I got into a nest of guerillas myself one evenin' down the river. Me 'n' my wife's brother, Hiram, was a-goin' across country on foot when we see a lot of cavalry, as we tuck it to be. Thar was six or eight or ten of 'em. They discovered us and turned to ride in our direction. That made Hiram anxious, and he wanted to run, but I wouldn’t.
"They'll git us shore," he said, "and I'm a-goin' to throw my pocket-book away."
"I wouldn’t do that," I said. "I don't think they are guerillas."
They soon got to whar we was, and without gittin' off their horses they commenced gougin' their hands in our pockets. I couldn’t help bein' sort of skeered then. I didn’t like their appearance. In my coat pocket I had a home-made twist of tobacco, and they got that. Thar was a three-dollar bill in my vest pocket, and it was every cent of money I had. They didn’t happen to find that, and I was afraid they'd be so mad at not gittin' any money from me that they'd shoot me.
But in a few minutes they rode off. Hiram had lost his pocket-book, and he said he wished he had not tuck my advice. We both went home after we got into that yaller-jacket's nest.
The war left this region in pretty bad shape. Every farm had suffered, and Corinth, our market town, was tetotally wiped out. I jist went to work by the day. That war ruined me financially forever, and now that I'm old and can't work any mo' I don't know what's goin' to become of me.
I think perhaps the last war will be fought within fifty years. I've been readin' the Bible and watchin' the signs, and I believe the end of all time is near. Thar's a heap of fightin' right now across the big deep, and troubles are growin' on people jist as the Bible described it. "When ye shall see these things the end is nigh," the Bible says. "There shall be wars and rumors of wars and earthquakes" — we know those are hyar — "and pestilence and troubles of all kinds, and men shall grow worse and worse unto the end." Any man with two eyes ought to see that the state of things at present is like what the Bible words describe.
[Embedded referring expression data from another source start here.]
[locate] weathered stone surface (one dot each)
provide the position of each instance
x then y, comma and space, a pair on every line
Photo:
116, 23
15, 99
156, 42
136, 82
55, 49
But some people claim that wars and famines and disasters don't indicate nothing in partickerler. They say that human bein's are multiplyin' so fast that the world can't hold 'em, and it's necessary to have some means to destroy and thin 'em out. That sort of argument only shows their ignorance. They think the world is jist the same size now as it always has been and always will be. But they're wrong. Thar's mo' foolish ideas about creation than about anything else. The world ain't over-populated and never will be. It's growin' in size as fast as the people increase in number.
I dug wells in my young days. Once I went down nineteen feet through as pretty earth as I ever saw and found some blue mud that had a hickory log in it with the bark on. I've dug a well sixty-three foot deep and found clam shells down thar. All that earth has formed over those places since the trees and the clams was alive.
That makes me say the world grows, and I shore ain't afraid it will be over-crowded — no, sir, not a bit of it. If God created the world in the first place He can easy make it twice as large to take care of the people.
1 He was a slight, smooth-faced old man, who was much more lively mentally than he was physically. I found him living with a son-in-law off on a half-wild by-road near the battlefield. The day I visited him was warm, and we sat in the open passage between the two sections of the one-story dwelling.